We accompanied a family and it was truly heartbreaking for them. Ten years hard work just -- just gone up in smoke. And this is the case for thousands of Australian families.

Well, the Australian prime minister who received a call from U.S. President Donald Trump overnight, he has announced a bush fire recovery fund of up to US$1.5 billion. That is going to be needed by the people who have lost their homes and have lost their livelihoods -- Laura.

JARRETT: Anna, thank you so much for being on the ground there for us. We'll see you soon.

And for more information on how you can help the victims of Australia's devastating fires, you can go to

And NASA astronaut on the International Space Station sharing this heavenly image of the first meteor shower of the decade, along with the northern lights. Look at that.

Christina Koch tweeted this composite image of bright fireball meteors as they blazed into the atmosphere. Koch recently broke the record for longest running space flight for a woman and she was part of the first-ever all female spacewalk. ROMANS: All right. Back down on Earth, let's get a check on CNN

Business this morning. Take a look at global markets, pretty mixed. Leaning a little higher I would actually say this morning on Wall Street.

You have futures also moving a little bit higher. Look, stocks wobbled on news of escalating tensions between the U.S. and Iran. And actually, ended slightly higher Monday. The Dow closed up 69 points. S&P and the Nasdaq recovered from earlier losses as well.

Where we see uncertainty really prevail here is in gold. Prices hit a seven-year high yesterday. If history is a guide, markets react, consolidate, and finally recover from shocks like killing of General Soleimani over time.

The question is how long does that take with an election just months away?

One of America's oldest and largest milk producers, Borden Dairy Company, has filed for bankruptcy. It's the second major milk producer to do so in the last two months. Borden said it's been hurt by rising cost of milk and wider industry trends. Overall, milk consumption has dropped 6 percent since 2015. Borden says it plans to use the bankruptcy process to get rid of its debt.

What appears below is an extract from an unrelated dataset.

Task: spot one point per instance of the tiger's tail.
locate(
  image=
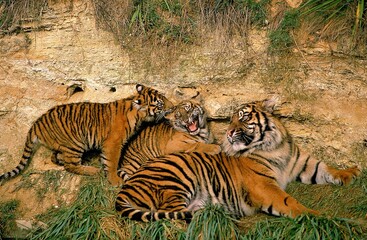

Consumer Electronics Show kicks off in Vegas today. And companies are pulling all the stops with their latest innovations. Samsung unveiled its new TV, featuring a vertical display mode appealing to millennials with social media videos in mind.

There are plenty of robots on display, including Groove X's Lovot, a companion robot that moonlights as a home monitoring system.

Mercedes debuted a futuristic concept car inspired by the movie Avatar. And Sony jumped in the auto game with a surprise announcement of a car called the Sony Vision-S, featuring 33 different sensors in and out of the car.

CES runs until Friday.

JARRETT: Well, it's pretty cool.

Well, thanks to our international viewers for joining us. Have a great rest of your day.

For our U.S. viewers, EARLY START continues right now.